LD: What were the challenges — or pleasures — of having the band on stage? How do you make sure we can hear the orchestrations and the vocals?
KH: Although there is something that kind of resembles a pit at the Hudson, it would not have been big enough for our 14-piece orchestra. I love having the band visible onstage; although in some shows in other venues, this setup can present some sound challenges, I knew that although the orchestrations were thick at times, they weren't overpowering, and the orchestra is primarily acoustic instruments (two keyboards being the exception), so I felt we'd be okay with the orchestra upstage at the Hudson. Microphone positions on the actors was sometimes challenging with the significant number of hats in the show—obviously you can't do Sunday without hats, so between Clint Ramos, the costume designer, my great A2 team (Stephanie Vetter and Bill Gagliano), and I, we found some creative placement solutions.
LD: Some of the moments are very introspective and intimate—how do you shape those aurally?
KH: Basically, by not overmixing. Dave Dignazio, my engineer for this show, is an extremely talented mixer with a great ear, and he, like me, appreciate and understand the dynamics of a well-written show, and we let the introspective dialogue and song be just that- it's the way the show is written, and in many ways what the show is about. We just have to follow the arc of the show without fighting it.
LD: How do you choose the gear —is the console chosen in collaboration with the board op?
KH: No. How the show is programmed is up to the mixer, but the console is my choice. I have used the Studer Vista5 system on many shows, and I appreciate its functionality and especially its sound quality compared to other alternatives. The Stagetec Aurus is my other favorite choice but unfortunately it is too big to use in many Broadway theatres. I know that Dave is very used to Digico consoles, so the Studer presented a bit of a learning curve, but I stand by my choice to use it. As for microphones and speakers, I tend to stick with what I know and am comfortable using- Sennheiser analog wireless and MKE-1 and MKE-2 capsules, and a full complement of Meyer Sound powered loudspeakers (M1Ds, MELODIEs, UPQ, UPJ, UPJunior, UPM, UPA, UMS, etc).
Photo by Matthew Murphy
How complicated is the playback system? How complicated is the vocal control and mixing?
KH: There are only a handful of playback cues in the show- all centered around the Chromolume in Act Two. The show's original orchestrator, Michael Starobin, created a revised Chromolume music cue and gave us about twenty-four stereo stems of different instruments that we could route to different areas in the theatre— some left, some right, some in the surrounds, some in the center, some overhead, so we could truly envelop the audience and provide a different image compared to the rest of the show. Josh added some additional sound effects to the cue in QLab, and that was about it.
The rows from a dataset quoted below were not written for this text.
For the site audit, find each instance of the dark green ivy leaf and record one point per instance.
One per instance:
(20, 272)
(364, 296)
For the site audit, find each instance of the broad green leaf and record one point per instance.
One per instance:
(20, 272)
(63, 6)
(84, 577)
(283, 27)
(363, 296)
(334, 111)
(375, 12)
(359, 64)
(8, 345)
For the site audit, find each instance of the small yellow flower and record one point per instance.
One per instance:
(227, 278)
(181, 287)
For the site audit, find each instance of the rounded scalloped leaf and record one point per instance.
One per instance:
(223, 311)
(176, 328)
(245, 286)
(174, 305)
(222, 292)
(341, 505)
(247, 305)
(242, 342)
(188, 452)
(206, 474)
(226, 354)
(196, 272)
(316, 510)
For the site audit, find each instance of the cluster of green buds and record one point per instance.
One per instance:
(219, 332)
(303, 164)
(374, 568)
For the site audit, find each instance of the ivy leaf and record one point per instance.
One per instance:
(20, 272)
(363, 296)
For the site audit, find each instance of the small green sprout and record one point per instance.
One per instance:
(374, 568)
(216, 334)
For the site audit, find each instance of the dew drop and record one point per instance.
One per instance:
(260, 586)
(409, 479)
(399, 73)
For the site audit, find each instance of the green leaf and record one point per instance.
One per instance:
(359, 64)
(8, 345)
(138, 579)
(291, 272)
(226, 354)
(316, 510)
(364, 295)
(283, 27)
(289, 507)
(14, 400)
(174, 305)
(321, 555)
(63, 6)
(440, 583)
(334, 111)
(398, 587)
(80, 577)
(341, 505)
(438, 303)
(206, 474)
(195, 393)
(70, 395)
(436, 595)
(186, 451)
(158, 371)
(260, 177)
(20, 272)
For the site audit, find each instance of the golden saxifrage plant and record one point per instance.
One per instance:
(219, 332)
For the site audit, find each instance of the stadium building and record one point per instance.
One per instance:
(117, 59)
The vocal mixing is just as complicated as any other Broadway musical; although there are some beautiful solo ballads, in typical Sondheim fashion there are also very fast sections with interwoven lines in "It's Hot Up Here" and "Putting it Together." These just take practice, but the end result is that nobody in the audience has to think about the mixing.
LD: How would you describe the sound of the show?
KH: I would hope for "transparent." My goal on 99% of the shows I do is to NEVER get in the way of the words and the music— to simply reinforce what's already there and not create a sonic barrier—either due to too much level, too little level, or "speaker-y" sounding audio—between the audience and the performers.